Salonda cezaevinde daha önce birlikte kaldığı arkadaşıyla sohbet eden Rojbîn’in yanına gidiyorum ve “Ben Dicle” diyorum. Kucaklaşıyoruz. Mektupla başlayan arkadaşlığımızı fiziki bir hale dönüştürüyoruz. Sanki bugüne kadar aramızda duvarlar yokmuş, hep yan yanaymışız gibi sohbete tutuşuyoruz. 

İçeriyi anlatıyor, aklı hala tutsak olan, bir rehine dönüştürülen hasta tutuklularda. Ara ara gelen ve telefonlarla sohbetimiz kesilse uzun bir giriş yapıyoruz buluşmamıza. Mektuplarda yarım ağız tartıştığımız, araya zaman girdiği için bir türlü tamamına erdiremediğimiz sohbetleri Sur sokaklarına saklıyorum. 

30 YILIN ALIŞKANLIKLARI

30 yıldan sonra dışarıdaki ilk gecesini anlatıyor: “Akşam 8 olduğunda sayım için gardiyanların gelmesini beklediğimi fark ettim.” Evet, o akşam Gebze M Tipi Cezaevi’nde sayım aldığında gardiyanlar bir koğuşta 13 değil 12 rakamını not edip ayrıldılar. Rojbîn de ilk kez saat 8’de demir kapının sesini duymadan yakınlarının yanında uykuya daldı. Sabahları çok erken uyandığını, tüm hazırlıklarını yaptıktan sonra ev ahalisinin uyandığını söylüyor ve ekliyor: “Tıpkı 30 yıldır yaptığım gibi gardiyanlar gelmeden tüm hazırlıklarımı yapmalıyım gibi bir his var. 30 yılın alışkanlığı…” 30 yıl cezaevinde kalmış ve yakın zamanda tahliye olmuş bir erkek tutukluyla yaptıkları telefon görüşmesini de anlatıyor. Onun dışarıya adapte olmakta zorlandığını “Balkona dahi çıkarken başım dönüyor” diye anlattığını belirtiyor. Sonra ona gülerek verdiği yanıtı bizimle de paylaşıyor: “Sen balkona çıkamazken ben Galata Kulesi’ne çıktım.” Arkadaşının bu söz karşısında bir kez daha kadının gücü, inadı karşısında şapka çıkarttığını ve “Siz kadınlar zaten daha direngen ve girişkensiniz” dediğini anlatıyor. 

KENDİNİ MAHKEME SANAN KURUL

AKP döneminde her kanunsuzluğun “hukuk” adı altında sunulmasının son örneklerinden biri olan İnfaz Gözlem Kurulu’yla yapılan görüşmeyi de anlatıyor Rojbîn.
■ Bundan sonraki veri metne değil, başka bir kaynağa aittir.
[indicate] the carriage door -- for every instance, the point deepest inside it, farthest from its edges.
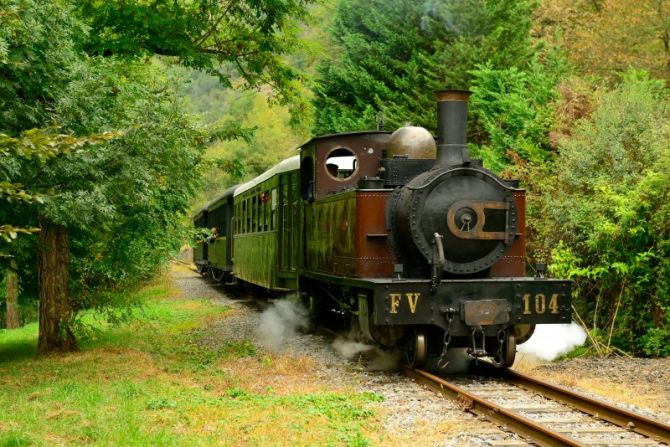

Cezaevinden müdür, savcı, öğretmenlerin yanı sıra Adalet Bakanlığı’ndan görevlendirilen 12 kişilik bir heyetin aslında yeni bir mahkeme kurduğunu söylüyor. Rojbîn, kendisinden önce adli ve Gülen cemaati yargılamasından ceza alıp bunu tamamlayanların heyetin karşısına çıktığını, pişmanlıklarını haykırdıktan sonra sevinçle çıktıklarına şahitlik ediyor. 30 yılını “sözde yargı” kararıyla cezaevinde geçiren, burada yazdıklarıyla direnen, yazdıklarıyla direnişi anlatan bir kadın bir kez daha yargılanmak isteniyor. Önlerinde yargılama dosyası olmasına rağmen ısrarla ceza alma nedenini Rojbîn’e söyletmeye çalışıyor heyet. Dışarı çıkarsa ne yapacağını sormayı ihmal etmeyen heyet, “Ağzından bir pişmanım lafını duyamadık” diye hayıflanıyor. 

CEZAEVİNDE HASTANE İŞKENCESİ 

Ben sözü alıyorum, İran’daki halk ayaklanmasının yarattığı heyecanın her yanı nasıl sardığını anlatıyorum, tutuklanan arkadaşlarımızın dava dosyalarından söz ediyorum. Gözüm kolunda bir ameliyat izini andıran morluğa takılıyor. Koronavirüsten bu yana doktora gitmenin daha da zorlaştığını ve işkenceye dönen o süreçten bu yana hastaneye gitmediğini kaydediyor. Bu durumun özellikle hasta tutuklular için çok daha büyük bir eziyete dönüştüğünü kimi zaman uygulamalardan kaynaklı birçoğunun tedavi olamadan geri döndüğünü vurguluyor. 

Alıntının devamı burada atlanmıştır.